In der kleinen Stadt Scharej im Bezirk Wolhynien, in der eine jüdische Gemeinde mit etwa 55 Familien lebte, lebte ein bescheidenes jüdisches Ehepaar, Jakob Kerpil und seine Frau Zippa-Bracha.

In seiner Jugend war Jakob Kerpil kein guter Schüler und hatte Schwierigkeiten, das Alef Bet zu beherrschen. Schließlich lernte er die wichtigen täglichen Gebete wie das Schma und das Schemone Esre auswendig und sprach sie mit großer Hingabe. Seine Frau war ebenfalls eine einfache und ungebildete Frau, aber wie er sehr fromm und sehr freundlich.

Jakob Kerpil verdiente seinen Lebensunterhalt damit, dass er in die umliegenden Dörfer ging und mit den Bauern Handel trieb. Jeden Freitag kehrte er zum Schabbat in die Stadt zurück. Bevor er nach Hause ging, besuchte er den Raw und gab ihm seinen wöchentlichen Beitrag für Tzedoko. Dann ging er zum Bet Hamidrasch und warf ein paar Münzen in die Spendenbüchse, um die Mizwa des geheimen Zedaka zu erfüllen. Dann machte er sich auf den Heimweg und gab seiner Frau den Rest seines Verdienstes, um ihre Schulden zu begleichen und Essen für den Schabbat zu kaufen.

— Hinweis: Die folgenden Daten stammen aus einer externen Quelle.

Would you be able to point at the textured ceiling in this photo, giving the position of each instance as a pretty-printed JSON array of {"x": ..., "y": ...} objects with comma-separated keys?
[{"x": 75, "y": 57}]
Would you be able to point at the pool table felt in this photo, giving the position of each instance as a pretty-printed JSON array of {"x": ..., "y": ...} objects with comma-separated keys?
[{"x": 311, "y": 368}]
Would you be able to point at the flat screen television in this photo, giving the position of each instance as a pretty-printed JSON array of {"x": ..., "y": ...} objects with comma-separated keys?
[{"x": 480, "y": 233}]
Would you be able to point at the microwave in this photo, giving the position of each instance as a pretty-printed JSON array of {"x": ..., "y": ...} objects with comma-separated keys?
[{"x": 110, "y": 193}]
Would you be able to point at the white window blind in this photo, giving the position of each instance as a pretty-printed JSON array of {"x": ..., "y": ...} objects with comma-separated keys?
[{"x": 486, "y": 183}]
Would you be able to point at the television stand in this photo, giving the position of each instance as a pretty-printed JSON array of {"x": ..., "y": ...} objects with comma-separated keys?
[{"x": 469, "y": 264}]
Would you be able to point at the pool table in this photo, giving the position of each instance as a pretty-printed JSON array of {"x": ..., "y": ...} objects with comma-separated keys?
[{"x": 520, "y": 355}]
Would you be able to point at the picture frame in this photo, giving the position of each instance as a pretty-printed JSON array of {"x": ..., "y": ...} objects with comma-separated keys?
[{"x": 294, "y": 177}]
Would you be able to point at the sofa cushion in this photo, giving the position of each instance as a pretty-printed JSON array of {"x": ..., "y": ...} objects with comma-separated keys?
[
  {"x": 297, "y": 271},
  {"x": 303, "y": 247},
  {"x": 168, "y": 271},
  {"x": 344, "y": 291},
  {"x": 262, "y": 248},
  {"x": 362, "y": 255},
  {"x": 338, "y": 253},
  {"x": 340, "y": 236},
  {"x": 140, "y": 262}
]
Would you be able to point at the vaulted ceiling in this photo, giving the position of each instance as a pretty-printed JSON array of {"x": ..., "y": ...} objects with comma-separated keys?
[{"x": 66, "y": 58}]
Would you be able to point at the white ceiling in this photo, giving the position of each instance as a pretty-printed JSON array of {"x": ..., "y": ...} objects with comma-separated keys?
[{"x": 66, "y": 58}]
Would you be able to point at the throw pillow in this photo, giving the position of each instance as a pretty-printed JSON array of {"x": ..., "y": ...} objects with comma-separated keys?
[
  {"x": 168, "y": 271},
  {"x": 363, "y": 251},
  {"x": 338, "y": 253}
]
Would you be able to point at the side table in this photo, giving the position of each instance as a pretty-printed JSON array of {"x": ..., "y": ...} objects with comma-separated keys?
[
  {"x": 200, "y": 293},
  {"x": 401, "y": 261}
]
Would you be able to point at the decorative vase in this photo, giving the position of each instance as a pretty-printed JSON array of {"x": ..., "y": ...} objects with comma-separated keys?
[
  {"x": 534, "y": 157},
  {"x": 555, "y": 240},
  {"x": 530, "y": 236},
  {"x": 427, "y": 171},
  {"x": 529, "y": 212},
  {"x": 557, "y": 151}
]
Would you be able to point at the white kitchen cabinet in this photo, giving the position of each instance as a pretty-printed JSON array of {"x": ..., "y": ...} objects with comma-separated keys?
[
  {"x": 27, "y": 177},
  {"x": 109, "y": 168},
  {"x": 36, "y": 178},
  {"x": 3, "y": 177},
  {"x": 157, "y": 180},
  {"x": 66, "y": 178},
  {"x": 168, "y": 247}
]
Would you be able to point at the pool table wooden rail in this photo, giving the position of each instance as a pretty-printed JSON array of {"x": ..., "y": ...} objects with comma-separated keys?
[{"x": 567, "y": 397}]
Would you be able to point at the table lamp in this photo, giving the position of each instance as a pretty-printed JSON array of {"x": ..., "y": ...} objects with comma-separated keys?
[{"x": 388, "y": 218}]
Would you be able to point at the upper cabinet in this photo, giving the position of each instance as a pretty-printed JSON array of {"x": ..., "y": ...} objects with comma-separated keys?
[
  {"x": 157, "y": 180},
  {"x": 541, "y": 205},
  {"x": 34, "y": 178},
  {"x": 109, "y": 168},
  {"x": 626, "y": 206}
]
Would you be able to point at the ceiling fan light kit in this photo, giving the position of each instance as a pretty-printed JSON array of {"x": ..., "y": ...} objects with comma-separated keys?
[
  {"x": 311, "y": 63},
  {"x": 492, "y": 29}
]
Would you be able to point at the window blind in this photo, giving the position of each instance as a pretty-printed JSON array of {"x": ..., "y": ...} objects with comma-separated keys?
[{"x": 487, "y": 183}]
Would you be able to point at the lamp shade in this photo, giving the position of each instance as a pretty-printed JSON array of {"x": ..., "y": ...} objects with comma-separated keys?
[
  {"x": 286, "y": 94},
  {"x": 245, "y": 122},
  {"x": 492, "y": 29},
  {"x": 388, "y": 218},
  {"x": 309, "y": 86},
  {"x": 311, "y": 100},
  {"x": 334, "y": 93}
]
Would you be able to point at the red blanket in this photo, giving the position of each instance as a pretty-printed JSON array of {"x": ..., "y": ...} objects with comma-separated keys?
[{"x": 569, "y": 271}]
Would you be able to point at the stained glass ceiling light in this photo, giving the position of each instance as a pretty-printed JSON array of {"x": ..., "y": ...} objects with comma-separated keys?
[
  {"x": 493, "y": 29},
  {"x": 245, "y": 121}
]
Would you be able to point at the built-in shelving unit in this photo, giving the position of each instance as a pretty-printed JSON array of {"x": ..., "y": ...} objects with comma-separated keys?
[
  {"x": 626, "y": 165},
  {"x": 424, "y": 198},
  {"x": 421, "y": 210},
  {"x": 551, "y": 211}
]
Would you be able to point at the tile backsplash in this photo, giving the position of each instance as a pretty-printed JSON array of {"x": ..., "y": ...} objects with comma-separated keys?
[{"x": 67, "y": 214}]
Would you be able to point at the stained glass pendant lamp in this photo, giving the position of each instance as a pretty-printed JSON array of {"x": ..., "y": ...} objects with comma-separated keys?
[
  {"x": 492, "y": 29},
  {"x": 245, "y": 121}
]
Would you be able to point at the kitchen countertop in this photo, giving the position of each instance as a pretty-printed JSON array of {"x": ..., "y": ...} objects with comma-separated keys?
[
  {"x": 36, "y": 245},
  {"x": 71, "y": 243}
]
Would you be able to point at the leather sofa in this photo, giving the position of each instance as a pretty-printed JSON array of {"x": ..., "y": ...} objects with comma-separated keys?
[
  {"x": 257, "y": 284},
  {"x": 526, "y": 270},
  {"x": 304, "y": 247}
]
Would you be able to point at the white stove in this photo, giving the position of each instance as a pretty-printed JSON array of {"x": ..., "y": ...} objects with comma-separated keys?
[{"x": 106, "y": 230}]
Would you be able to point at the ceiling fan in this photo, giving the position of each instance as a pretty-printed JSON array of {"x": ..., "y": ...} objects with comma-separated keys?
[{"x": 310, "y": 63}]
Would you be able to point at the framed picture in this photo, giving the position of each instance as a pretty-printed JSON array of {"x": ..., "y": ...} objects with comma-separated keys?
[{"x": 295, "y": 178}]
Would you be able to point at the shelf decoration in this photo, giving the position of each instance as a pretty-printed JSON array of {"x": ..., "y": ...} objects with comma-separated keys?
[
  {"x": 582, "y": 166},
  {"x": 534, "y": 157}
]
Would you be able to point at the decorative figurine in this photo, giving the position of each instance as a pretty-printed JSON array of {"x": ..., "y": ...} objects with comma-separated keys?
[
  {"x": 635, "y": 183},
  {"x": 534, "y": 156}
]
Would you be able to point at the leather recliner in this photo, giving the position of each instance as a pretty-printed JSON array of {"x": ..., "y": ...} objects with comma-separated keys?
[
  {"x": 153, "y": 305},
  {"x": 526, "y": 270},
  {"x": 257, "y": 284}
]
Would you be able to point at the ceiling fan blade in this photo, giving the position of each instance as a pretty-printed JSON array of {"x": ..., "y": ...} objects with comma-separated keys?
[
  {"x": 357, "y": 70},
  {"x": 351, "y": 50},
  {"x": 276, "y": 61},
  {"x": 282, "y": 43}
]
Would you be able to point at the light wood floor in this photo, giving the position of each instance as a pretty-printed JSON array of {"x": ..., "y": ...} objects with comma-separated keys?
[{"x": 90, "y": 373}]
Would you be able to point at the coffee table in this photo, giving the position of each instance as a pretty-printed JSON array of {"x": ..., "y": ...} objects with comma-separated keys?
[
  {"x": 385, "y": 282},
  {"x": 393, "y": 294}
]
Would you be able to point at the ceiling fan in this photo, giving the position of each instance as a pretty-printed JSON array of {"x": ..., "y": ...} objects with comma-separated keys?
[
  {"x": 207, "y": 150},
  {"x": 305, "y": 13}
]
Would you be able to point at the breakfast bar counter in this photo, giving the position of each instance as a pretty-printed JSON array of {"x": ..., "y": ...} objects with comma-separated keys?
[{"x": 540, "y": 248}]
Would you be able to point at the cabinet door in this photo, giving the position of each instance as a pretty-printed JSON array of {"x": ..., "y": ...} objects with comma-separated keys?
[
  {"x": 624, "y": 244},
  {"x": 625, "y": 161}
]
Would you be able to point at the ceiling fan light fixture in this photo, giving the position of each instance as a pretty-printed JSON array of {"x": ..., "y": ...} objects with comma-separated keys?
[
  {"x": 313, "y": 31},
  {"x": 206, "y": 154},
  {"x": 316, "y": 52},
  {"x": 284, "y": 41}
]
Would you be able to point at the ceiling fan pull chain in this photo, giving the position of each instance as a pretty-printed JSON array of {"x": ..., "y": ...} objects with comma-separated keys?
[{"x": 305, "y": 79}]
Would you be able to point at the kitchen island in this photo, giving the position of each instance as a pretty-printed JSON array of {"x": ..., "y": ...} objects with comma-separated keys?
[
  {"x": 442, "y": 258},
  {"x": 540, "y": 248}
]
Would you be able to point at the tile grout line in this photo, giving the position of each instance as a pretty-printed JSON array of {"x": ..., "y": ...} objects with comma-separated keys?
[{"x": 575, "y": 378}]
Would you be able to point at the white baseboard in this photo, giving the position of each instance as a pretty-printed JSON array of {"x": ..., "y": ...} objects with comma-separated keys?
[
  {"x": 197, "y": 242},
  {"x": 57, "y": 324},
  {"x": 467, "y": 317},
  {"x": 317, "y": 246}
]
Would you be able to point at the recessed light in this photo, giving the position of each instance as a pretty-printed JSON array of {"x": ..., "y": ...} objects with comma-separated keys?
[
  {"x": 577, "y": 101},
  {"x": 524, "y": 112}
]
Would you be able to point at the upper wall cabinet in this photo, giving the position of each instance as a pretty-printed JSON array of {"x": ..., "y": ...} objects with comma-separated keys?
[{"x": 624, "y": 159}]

Jakob Kerpil und seine Frau führten ein gutes Leben. Sie liebten und respektierten einander und wären in der Tat sehr glücklich gewesen, wenn sie mit einem Kind gesegnet worden wären. Eine Zeit lang wurde Zippa-Bracha nicht schwanger, und als sie schließlich ein Kind zur Welt brachte, starb es kurz nach der Geburt.

Eines Tages, als Jakob Kerpil wie gewohnt durch die Dörfer wanderte, traf er einen anderen wandernden Juden. Sie mochten einander, wurden sehr freundlich und beschlossen, zusammenzubleiben. Jakob Kerpil erkannte bald, dass sein Begleiter, Hirsch Leib, ein verborgener Gelehrter der Tora und ein heiliger Mann war; einer jener Mystiker und Anhänger des großen Baal Schem Tow, von dem er gehört hatte. Jakob Kerpil flehte ihn mit Tränen in den Augen an, ihn die Tora zu lehren. Hersh Leib willigte ein, unter der Bedingung, dass niemand davon erfahren dürfe. Er begann, Jakob Kerpil das Alef Bet und das Lesen im Siddur beizubringen, und – oh Wunder! – der Schüler machte gute Fortschritte und zeigte vielversprechende Anlagen.

Rabbi Hersh-Leib ließ sich in Scharej nieder, wo er einen „Cheder” für Erwachsene eröffnete, die die Tora wie kleine Kinder von Grund auf neu lernen mussten. Außer Hersch-Leib und anderen Anhängern des Baal Schem Tow, die mit dieser Aufgabe betraut waren, kümmerte sich niemand um diese Sache.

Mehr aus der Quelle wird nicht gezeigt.